Um pouco de história ...
No dia 17 de abril Sua Alteza Real e Imperial, Elisabeth, segunda desse
nome, saiu do costumeiro banho de formol para acompanhar o enterro de
Margaret Thatcher, a dama que ferrou a classe operária britânica para
gáudio dos milionários e outros reacionários.

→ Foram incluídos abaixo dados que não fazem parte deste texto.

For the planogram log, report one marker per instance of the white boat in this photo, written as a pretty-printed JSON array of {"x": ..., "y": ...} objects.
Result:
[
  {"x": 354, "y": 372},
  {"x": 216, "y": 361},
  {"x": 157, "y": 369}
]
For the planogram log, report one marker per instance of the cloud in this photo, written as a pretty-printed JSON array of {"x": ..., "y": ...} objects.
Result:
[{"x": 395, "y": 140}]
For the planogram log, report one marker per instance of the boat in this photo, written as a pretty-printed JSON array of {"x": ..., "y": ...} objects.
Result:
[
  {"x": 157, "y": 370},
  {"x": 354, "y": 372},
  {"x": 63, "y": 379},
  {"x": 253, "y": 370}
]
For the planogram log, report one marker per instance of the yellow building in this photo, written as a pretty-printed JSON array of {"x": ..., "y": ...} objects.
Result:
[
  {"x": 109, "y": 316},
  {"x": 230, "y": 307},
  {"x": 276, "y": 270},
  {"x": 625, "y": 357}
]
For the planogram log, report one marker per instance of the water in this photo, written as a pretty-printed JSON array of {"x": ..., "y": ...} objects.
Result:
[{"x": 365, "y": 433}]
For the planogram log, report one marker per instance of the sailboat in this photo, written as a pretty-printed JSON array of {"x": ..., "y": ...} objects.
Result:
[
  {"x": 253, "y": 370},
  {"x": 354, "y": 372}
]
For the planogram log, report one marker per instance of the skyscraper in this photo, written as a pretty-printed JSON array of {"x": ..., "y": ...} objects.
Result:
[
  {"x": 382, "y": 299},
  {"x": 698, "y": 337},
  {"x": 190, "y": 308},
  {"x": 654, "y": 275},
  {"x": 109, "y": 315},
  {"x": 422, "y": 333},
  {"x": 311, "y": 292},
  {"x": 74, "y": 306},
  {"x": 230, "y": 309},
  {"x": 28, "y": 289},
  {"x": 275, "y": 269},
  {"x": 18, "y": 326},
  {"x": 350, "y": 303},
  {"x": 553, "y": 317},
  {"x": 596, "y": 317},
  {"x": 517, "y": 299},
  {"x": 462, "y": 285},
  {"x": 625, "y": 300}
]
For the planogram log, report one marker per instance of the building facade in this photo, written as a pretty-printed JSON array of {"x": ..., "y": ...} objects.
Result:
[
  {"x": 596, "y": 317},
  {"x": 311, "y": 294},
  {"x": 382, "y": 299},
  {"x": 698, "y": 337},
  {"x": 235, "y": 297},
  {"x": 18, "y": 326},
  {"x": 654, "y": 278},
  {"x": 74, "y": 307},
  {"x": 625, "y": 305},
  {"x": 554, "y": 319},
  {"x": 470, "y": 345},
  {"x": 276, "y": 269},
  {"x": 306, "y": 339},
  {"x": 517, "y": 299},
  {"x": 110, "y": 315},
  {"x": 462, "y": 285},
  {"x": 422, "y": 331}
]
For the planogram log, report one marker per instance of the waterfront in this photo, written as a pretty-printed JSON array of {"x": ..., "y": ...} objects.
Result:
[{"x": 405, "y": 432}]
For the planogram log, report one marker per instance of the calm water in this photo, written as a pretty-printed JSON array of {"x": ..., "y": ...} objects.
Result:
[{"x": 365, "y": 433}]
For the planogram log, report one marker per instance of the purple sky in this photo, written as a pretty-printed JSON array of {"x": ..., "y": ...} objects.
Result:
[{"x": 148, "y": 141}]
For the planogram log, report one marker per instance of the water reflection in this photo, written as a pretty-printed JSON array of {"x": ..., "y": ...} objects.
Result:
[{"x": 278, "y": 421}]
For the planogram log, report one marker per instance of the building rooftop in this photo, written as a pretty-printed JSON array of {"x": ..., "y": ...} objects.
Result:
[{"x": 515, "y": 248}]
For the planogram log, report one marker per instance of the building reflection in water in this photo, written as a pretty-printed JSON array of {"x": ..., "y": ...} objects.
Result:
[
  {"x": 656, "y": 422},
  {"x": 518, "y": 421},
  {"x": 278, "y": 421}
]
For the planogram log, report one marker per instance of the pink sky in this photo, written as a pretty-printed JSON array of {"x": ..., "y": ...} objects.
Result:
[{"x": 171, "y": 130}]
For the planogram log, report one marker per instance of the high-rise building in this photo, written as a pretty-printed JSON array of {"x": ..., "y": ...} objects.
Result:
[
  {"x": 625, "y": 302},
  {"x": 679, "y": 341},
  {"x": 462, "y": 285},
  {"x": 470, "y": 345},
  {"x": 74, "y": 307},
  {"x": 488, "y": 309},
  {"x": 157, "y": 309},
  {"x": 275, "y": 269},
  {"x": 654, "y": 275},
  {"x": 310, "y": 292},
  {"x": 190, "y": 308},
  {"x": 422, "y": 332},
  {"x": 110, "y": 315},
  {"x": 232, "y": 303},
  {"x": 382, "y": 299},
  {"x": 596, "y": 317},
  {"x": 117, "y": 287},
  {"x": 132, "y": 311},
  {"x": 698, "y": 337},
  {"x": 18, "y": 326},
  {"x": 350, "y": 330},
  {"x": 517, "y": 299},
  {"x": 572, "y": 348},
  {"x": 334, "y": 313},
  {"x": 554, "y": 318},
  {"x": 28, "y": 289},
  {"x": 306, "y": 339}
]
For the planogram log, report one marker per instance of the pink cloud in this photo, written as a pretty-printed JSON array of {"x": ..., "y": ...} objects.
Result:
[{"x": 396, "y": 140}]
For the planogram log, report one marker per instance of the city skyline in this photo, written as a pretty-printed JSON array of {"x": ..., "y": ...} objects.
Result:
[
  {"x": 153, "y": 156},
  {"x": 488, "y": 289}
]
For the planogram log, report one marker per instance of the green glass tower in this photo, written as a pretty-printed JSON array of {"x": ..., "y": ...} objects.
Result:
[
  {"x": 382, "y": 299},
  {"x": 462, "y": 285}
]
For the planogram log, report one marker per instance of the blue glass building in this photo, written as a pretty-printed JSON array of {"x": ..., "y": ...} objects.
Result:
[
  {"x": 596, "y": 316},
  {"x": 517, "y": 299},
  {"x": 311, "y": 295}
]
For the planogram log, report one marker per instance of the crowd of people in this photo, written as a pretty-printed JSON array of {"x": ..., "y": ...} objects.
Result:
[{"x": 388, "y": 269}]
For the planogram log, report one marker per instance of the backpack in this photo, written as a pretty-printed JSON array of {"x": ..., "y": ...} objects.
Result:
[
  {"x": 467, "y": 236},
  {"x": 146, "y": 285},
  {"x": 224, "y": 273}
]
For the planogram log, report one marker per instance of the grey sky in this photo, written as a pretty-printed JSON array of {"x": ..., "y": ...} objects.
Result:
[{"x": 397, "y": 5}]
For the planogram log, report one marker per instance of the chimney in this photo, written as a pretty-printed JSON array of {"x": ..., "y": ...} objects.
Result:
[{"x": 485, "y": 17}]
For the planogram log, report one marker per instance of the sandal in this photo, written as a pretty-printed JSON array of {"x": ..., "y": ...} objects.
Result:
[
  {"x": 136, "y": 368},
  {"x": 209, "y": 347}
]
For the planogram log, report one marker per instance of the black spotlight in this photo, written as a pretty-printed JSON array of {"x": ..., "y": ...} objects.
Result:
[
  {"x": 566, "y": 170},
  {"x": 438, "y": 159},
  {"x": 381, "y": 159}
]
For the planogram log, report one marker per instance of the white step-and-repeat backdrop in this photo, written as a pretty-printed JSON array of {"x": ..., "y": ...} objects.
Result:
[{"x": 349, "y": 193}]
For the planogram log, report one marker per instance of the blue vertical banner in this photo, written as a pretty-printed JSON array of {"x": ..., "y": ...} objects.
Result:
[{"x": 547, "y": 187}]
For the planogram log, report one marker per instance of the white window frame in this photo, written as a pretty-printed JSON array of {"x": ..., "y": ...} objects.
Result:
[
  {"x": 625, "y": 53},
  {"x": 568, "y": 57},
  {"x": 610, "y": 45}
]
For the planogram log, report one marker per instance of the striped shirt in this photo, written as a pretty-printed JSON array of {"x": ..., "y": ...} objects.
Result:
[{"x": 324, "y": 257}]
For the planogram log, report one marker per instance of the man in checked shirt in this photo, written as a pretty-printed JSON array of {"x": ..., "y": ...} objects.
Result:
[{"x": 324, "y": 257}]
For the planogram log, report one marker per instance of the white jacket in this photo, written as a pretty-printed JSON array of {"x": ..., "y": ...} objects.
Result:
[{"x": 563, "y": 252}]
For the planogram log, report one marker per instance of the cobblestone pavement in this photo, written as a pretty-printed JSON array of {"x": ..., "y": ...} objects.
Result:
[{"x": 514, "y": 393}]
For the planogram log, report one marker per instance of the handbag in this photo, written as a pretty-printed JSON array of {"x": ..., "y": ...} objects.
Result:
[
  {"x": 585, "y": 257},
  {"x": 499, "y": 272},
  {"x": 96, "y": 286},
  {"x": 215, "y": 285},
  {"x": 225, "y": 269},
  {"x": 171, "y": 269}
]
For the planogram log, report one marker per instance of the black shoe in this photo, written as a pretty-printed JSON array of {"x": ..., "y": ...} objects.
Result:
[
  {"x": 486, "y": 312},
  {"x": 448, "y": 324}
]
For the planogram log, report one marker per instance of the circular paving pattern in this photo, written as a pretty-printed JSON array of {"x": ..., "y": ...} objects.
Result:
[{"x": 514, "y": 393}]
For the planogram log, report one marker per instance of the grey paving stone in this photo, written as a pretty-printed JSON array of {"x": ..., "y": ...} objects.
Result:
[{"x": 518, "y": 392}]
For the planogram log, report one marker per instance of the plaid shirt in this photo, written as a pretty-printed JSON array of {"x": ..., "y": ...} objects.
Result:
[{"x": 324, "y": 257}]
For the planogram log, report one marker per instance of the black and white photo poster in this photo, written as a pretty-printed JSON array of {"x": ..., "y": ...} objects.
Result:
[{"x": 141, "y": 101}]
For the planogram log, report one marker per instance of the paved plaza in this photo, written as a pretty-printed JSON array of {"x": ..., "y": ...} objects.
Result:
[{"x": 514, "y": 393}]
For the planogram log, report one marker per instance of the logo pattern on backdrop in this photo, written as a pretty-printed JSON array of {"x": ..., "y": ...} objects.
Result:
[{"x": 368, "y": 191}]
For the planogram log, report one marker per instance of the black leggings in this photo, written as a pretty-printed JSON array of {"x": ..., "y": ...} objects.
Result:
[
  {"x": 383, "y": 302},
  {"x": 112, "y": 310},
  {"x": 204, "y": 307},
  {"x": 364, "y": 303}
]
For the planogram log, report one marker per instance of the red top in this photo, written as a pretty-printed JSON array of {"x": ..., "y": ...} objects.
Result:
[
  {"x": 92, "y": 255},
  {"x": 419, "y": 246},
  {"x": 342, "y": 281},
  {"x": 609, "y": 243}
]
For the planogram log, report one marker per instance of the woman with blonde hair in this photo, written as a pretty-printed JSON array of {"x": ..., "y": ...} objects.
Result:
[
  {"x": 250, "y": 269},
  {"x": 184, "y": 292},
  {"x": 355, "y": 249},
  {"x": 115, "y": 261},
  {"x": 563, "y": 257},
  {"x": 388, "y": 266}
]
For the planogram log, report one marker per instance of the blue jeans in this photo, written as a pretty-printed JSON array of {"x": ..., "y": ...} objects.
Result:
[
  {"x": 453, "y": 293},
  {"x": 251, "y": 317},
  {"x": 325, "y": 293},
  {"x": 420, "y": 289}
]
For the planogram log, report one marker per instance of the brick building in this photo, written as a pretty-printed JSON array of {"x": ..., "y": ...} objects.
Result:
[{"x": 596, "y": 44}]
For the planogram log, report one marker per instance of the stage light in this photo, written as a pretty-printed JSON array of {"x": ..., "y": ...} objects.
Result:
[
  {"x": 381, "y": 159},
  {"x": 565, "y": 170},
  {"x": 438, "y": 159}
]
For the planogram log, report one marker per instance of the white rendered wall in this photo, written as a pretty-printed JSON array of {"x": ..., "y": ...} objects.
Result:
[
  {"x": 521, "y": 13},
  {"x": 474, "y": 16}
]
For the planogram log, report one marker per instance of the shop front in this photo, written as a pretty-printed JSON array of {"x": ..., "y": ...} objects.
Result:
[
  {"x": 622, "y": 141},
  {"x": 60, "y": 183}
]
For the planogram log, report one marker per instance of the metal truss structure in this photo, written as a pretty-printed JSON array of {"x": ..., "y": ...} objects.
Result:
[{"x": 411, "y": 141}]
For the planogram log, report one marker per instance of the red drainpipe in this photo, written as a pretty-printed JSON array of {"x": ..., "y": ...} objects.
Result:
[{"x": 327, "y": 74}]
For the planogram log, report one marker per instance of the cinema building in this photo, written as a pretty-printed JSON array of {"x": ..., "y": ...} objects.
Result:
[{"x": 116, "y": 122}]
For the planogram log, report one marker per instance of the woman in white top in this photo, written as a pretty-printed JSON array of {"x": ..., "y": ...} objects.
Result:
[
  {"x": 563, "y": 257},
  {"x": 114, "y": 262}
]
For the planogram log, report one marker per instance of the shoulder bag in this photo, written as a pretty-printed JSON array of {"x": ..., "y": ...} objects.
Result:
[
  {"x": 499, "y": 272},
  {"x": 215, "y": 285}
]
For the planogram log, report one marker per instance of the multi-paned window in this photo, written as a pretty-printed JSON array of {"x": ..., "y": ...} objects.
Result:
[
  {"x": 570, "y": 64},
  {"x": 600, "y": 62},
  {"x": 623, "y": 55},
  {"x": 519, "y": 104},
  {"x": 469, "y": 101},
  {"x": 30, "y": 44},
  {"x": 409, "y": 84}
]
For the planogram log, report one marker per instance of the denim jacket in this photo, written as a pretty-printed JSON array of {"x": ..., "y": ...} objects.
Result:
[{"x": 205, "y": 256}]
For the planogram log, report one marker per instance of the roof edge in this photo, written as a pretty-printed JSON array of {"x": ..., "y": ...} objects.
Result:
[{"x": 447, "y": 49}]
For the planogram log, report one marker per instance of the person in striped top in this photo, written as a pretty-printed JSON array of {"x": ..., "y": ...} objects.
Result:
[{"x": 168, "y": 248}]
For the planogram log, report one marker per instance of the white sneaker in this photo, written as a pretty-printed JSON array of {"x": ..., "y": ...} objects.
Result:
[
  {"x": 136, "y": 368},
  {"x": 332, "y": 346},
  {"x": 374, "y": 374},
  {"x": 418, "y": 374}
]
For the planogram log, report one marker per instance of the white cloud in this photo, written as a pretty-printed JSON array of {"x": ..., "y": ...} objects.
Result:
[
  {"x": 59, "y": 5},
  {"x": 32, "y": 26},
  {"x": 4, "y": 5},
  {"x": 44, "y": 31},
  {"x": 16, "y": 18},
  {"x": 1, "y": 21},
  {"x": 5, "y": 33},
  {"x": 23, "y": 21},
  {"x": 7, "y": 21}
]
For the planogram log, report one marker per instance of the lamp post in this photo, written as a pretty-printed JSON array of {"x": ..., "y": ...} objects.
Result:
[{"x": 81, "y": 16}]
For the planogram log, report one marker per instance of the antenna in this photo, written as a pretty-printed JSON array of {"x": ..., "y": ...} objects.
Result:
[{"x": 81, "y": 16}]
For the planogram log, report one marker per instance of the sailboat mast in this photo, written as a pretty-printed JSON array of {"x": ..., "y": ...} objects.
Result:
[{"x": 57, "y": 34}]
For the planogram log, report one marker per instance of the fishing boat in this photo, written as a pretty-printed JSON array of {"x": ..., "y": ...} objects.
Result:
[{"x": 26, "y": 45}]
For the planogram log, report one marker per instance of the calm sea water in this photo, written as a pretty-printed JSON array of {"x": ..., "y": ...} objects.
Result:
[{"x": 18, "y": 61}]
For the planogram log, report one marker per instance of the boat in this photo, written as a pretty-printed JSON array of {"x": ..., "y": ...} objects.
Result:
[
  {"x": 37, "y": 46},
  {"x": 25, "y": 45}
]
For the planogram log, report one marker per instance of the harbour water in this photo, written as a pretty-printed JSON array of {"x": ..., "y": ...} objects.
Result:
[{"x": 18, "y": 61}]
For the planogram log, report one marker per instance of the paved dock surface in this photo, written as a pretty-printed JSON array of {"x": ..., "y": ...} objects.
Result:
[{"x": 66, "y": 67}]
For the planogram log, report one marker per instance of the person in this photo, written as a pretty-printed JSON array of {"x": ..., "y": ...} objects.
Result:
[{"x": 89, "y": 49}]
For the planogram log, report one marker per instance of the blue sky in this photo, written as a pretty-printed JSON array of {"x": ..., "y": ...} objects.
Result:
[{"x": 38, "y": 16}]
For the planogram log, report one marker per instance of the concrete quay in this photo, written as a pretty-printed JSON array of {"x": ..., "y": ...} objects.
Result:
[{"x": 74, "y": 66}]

Era ministra da Educação (1970-74) quando tomou a primeira iniciativa
que lhe valeu a admiração dos abutres da alta finança londrina: aboliu o
leite escolar para as crianças entre 7 e 11 anos. Como diria Roberto
Campos, um dos grandes precursores brasileiros do neoliberalismo, leite
não é para quem quer, é para quem pode. Mostrando entretanto que a
british ruling class não é totalmente empedernida, a ministra consentiu
em que crianças abaixo de 7 anos recebessem 1/3 de copo de leite por
dia.
Em 1979, logo ao assumir a chefia do governo britânico, Thatcher adotou a
política econômica preconizada por Hayek, que já tinha sido
experimentalmente aplicada no Chile pelos chamados "Chicago-boys" a
serviço da ditadura militar-fascista do general Pinochet. Pensando
neles, dizia-se, com razão, que “da Escola de Chicago, quem matou menos
foi Al Capone". Conhecemos bem as palavras chave dessa contra revolução
burguesa: privatização, terceirização, desemprego, sucateamento do
patrimônio público, subordinação do interesse coletivo à lógica
antropofágica do capital, supressão de direitos trabalhistas básicos
etc.
Naquele mesmo ano, em discurso eleitoral, a primeira-ministra acusou “os
russos” de querer “dominar o mundo” e advertiu que eles estavam
“rapidamente adquirindo os meios para se tornar a mais poderosa nação
imperial que o mundo já viu”. Sem medo do ridículo, ela acrescentou que
“os homens do Politburo soviético” “colocam as armas antes da manteiga,
enquanto nós colocamos quase tudo antes das armas”. O Politburo tinha
defeitos, mas jamais cometeu a calhordice de confiscar o leite dos
filhos do proletariado.
Na primeira metade dos anos 1980, dois feitos de armas moldaram seu
prestígio. O primeiro, em 1982, foi a reconquista do arquipélago das
Malvinas, que os bucaneiros da Marinha britânica, comandados por um
certo Onslow, havia roubado à Argentina em 1833. O fato de que a
tentativa de recuperar à força o arquipélago tenha sido empreendida por
um regime de generais torturadores não anula o caráter colonial da
presença britânica. A crueldade de Thatcher com os pobres já era
notória. Menos óbvia era a repugnante hipocrisia que mostrou ao
apresentar o contra-ataque da Marinha britânica como resposta de um país
democrático a uma ditadura militar. Mais tarde ficou comprovado que
além de Reagan, o grande auxiliar de sua exitosa contraofensiva foi
Pinochet, canalha entre os ditadores militares mais canalhas, porque
apunhalou os vizinhos argentinos para servir o colonialismo de uma
potência europeia.
Os laços da abominável megera inglesa com o carniceiro maldito de
Santiago, que já tinha inspirado sua política econômica, estreitaram-se
mais. Em 1999, quando este estava detido em Londres, esperando o
julgamento do pedido de extradição do governo espanhol, ela foi
visitá-lo. Não era mais primeira-ministra, mas tinha sido promovida a
baronesa pela decrépita monarquia local. Durante a visita, ela teve o
despudor de agradecer seu amigo “for bringing democracy to Chile”. Não
deixa de ser instrutivo: Lady Malvadeza entende por democracia aquilo
que Pinochet fez no Chile.
Sua maior vitória bélica ocorreu, entretanto, na guerra de classes, em
solo inglês. No início de março de 1984, exasperados com a deterioração
constante de suas condições de vida e de trabalho, após várias
paralizações parciais, os mineiros do carvão lançaram uma greve
nacional, com apoio do National Union of Minerworkers (NUM), um dos
maiores e mais combativos sindicatos do movimento operário britânico.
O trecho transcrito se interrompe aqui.